JWT overview crypto lib is now absorbed into node, do not install sep pkg. Most modern examples seem to use AES eg this snippet

Ok so it turns out that crypto (node built-in is for allpurpose crypto and bcrypt is for crypto that is compuationally expensive, for sensitive stuff like passwords etc). see SO.

The iv in cipheriv actually means “initialization vector”, and it’s basically a salt. It’s not as big a secret as the secret that it’s salting, so no need to freak out about where to store it.

Algorithms: candidates I’ve come across are the 2 discussed here. Per discussion, went with the -ctr variant.

base64 vs hex encoding: the former is just more compact is all (base 64, so 3 source bytes get encoded into 4 bytes, unlike base 16 hex where 1 source byte gets encoded to 2 bytes). Btw the only encodings nodejs supports are: - ascii. - base64. - hex. - ucs2/ucs-2/utf16le/utf-16le. - utf8/utf-8. - binary/latin1 (ISO8859-1, latin1 only in node 6.4. 0+)

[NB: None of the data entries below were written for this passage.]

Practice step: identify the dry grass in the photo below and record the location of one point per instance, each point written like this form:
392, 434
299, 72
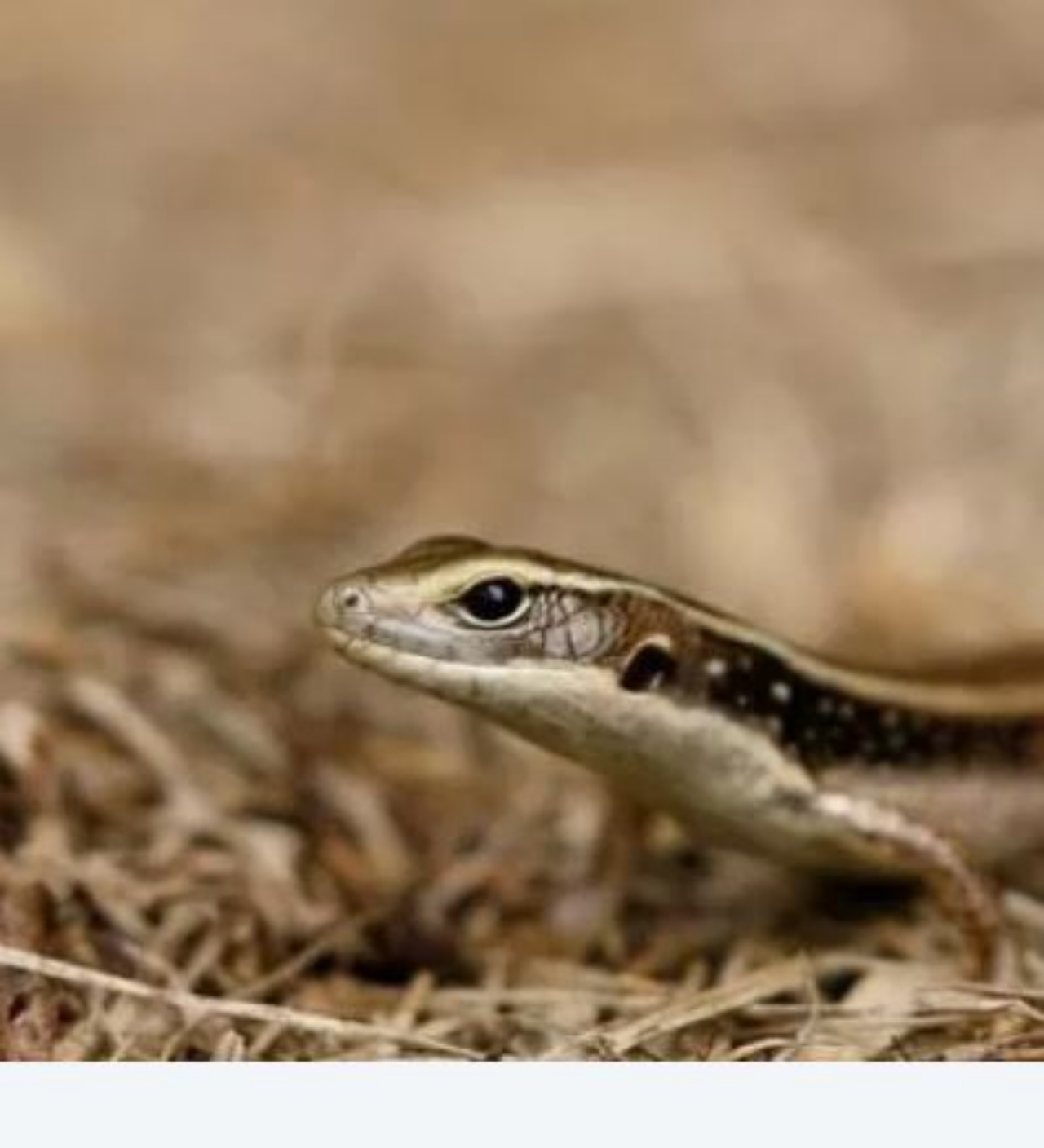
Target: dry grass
286, 285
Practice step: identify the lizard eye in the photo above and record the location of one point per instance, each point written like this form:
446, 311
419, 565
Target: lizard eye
494, 602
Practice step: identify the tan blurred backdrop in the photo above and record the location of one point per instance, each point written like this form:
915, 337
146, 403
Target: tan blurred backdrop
741, 295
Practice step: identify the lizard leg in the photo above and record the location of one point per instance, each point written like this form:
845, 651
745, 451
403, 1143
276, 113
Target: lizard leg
860, 832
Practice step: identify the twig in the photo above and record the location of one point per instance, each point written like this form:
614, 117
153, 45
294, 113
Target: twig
193, 1004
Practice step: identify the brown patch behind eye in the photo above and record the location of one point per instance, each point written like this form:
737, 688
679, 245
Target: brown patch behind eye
650, 667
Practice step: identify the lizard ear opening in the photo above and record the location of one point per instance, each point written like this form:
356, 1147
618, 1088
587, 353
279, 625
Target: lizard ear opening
650, 667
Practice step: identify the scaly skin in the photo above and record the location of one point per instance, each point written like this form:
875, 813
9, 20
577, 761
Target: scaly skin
754, 743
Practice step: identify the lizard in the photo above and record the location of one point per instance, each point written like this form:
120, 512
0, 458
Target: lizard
753, 742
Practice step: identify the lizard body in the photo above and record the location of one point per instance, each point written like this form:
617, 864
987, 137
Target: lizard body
751, 742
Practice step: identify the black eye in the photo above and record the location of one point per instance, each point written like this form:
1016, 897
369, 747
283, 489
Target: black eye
494, 599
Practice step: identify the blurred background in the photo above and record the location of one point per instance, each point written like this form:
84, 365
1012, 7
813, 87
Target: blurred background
742, 296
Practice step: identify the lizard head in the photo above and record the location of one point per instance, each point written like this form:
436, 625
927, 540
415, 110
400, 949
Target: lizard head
464, 620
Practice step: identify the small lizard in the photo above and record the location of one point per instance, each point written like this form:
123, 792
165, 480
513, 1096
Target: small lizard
750, 740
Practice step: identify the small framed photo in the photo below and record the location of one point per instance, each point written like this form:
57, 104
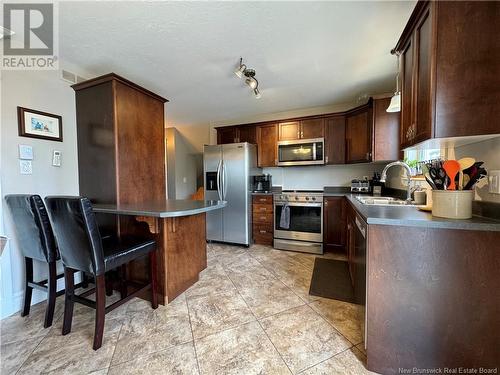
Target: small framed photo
38, 124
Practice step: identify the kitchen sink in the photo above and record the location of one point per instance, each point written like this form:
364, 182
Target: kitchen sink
383, 201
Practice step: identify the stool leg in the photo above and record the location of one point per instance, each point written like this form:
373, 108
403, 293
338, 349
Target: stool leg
123, 281
109, 285
152, 278
51, 295
28, 291
69, 279
85, 283
100, 311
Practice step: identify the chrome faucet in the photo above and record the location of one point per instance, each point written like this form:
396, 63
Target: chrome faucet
383, 176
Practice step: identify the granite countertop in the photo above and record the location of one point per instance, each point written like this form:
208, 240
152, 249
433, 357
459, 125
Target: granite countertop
410, 216
163, 209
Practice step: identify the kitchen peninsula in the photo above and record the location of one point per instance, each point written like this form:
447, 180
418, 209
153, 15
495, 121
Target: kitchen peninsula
179, 229
121, 166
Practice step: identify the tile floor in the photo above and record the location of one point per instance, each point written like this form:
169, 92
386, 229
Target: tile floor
250, 313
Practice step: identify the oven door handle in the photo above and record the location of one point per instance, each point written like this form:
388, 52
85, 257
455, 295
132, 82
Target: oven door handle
292, 204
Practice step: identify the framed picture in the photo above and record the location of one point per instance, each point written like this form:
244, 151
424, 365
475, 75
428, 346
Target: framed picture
38, 124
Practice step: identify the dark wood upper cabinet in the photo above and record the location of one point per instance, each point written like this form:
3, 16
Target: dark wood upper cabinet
335, 140
334, 224
227, 134
267, 139
289, 131
450, 71
359, 123
312, 128
385, 145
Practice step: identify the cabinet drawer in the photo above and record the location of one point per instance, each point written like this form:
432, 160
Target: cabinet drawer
263, 234
265, 218
262, 208
262, 199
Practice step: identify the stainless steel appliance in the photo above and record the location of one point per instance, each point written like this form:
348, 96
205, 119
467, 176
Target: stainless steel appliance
301, 152
228, 170
304, 231
262, 183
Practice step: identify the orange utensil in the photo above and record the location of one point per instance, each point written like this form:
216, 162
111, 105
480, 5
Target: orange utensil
451, 167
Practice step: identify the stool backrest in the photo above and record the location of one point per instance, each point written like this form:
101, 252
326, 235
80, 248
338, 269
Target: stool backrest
32, 227
77, 233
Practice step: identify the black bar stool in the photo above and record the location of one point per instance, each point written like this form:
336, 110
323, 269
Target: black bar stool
36, 241
82, 248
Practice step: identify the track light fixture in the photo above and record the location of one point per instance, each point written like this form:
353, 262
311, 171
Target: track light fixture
250, 79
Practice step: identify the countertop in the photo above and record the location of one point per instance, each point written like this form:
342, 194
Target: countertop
163, 209
411, 216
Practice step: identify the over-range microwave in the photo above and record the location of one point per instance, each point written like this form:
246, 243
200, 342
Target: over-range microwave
301, 152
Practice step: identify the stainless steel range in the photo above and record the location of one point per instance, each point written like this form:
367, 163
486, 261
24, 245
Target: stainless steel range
298, 221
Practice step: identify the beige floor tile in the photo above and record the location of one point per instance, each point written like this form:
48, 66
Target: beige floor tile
349, 362
242, 350
146, 331
216, 312
13, 355
346, 317
177, 360
361, 348
73, 353
268, 297
17, 328
303, 338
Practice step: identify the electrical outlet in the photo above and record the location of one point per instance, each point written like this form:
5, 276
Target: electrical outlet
56, 158
494, 182
25, 167
25, 152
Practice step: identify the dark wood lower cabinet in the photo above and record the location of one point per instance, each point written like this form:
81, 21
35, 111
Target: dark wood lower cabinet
432, 299
263, 219
334, 223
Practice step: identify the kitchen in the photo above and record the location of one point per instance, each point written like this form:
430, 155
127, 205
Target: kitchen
288, 243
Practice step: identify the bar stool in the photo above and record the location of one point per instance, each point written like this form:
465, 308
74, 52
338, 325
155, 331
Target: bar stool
36, 241
82, 248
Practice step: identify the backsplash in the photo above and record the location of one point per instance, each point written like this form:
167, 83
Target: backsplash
317, 177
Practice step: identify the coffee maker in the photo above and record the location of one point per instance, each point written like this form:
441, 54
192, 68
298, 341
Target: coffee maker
262, 183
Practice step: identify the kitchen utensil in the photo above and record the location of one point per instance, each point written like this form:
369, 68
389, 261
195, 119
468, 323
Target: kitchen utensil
452, 204
452, 167
438, 176
464, 164
425, 172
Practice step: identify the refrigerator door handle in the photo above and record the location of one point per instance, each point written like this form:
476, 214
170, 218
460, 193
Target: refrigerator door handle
224, 179
219, 180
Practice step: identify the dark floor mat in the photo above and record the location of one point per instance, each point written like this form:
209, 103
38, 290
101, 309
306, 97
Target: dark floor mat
331, 279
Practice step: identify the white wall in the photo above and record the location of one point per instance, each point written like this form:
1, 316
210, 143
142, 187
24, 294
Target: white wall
316, 178
41, 90
181, 166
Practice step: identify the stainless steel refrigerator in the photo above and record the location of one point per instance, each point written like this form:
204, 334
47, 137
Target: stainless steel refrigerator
228, 170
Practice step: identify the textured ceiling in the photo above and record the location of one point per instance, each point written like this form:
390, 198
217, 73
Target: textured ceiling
306, 54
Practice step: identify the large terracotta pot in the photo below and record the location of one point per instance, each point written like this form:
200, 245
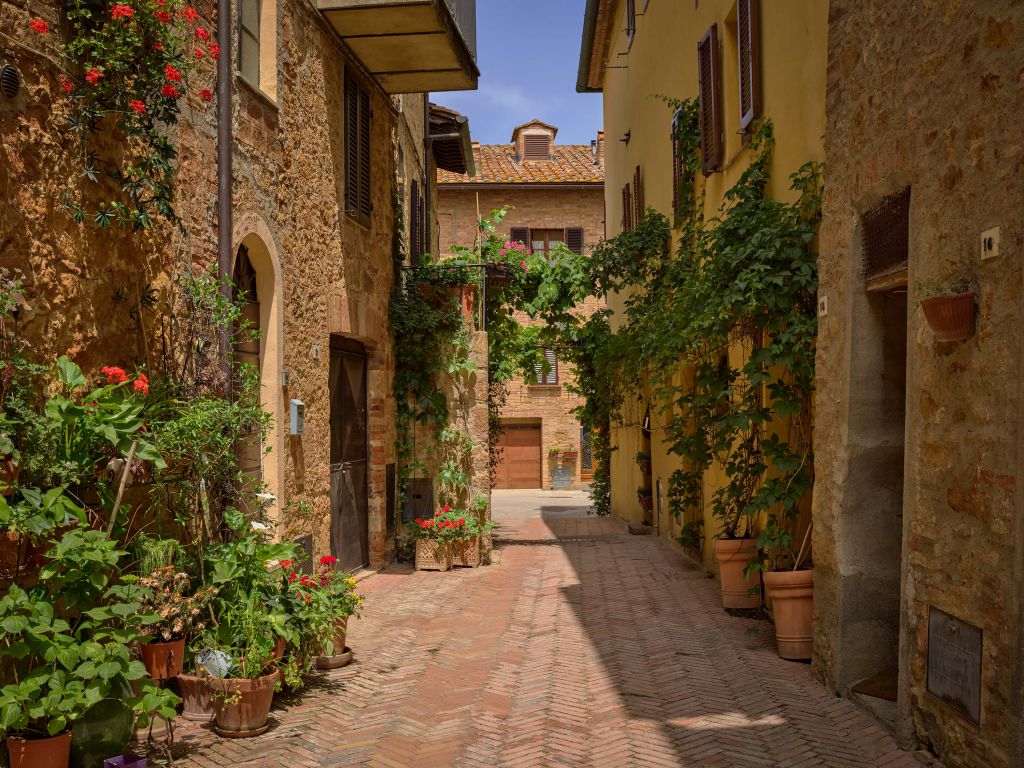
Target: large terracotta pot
950, 315
163, 660
733, 556
792, 596
40, 753
197, 704
242, 707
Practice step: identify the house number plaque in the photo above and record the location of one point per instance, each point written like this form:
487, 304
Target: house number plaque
954, 664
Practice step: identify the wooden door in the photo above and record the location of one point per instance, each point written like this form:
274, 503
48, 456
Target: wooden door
520, 462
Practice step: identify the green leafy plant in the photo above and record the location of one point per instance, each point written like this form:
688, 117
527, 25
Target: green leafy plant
129, 68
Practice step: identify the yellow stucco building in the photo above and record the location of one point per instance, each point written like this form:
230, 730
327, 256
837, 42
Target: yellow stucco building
760, 59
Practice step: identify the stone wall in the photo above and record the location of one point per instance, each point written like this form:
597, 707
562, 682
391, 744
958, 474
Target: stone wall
324, 273
926, 94
537, 207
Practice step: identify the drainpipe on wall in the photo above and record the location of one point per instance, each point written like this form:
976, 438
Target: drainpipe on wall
224, 141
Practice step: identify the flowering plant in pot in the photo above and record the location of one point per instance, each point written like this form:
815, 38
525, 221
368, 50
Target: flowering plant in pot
434, 538
321, 604
165, 594
67, 641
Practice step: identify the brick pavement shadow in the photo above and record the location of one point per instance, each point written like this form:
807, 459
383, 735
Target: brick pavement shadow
676, 678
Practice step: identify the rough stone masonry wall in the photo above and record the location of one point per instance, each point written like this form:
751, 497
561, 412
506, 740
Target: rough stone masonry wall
930, 93
334, 275
537, 207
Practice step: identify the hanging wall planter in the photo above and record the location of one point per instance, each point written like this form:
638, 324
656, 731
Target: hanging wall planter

rem this for generating aes encryption key which HAS to be 256 bits long:

// 256 bits = 32 bytes so crypto.randomBytes(32)
import crypto from 'crypto'

Diff between encryption and hashing: Encryption is a two-way function; what is encrypted can be decrypted with the proper key. Hashing, however, is a one-way function that scrambles plain text to produce a unique message digest. With a properly designed algorithm, there is no way to reverse the hashing process to reveal the original password bcrypt is an adaptive hasher. Hashes are rather lossy even if len(m) < len(hash(m). Great stackexchange Q&A here

Great discussion of salts and their function here

Phase I: Backend

What’s done so far: This could be a useful template if you’re building out a backend of your own. As this was done mainly as a learning project, I left out several key aspects that I will have to come back and wire in later. Notably typescript, unit tests, and continuous integration. Watch for future posts.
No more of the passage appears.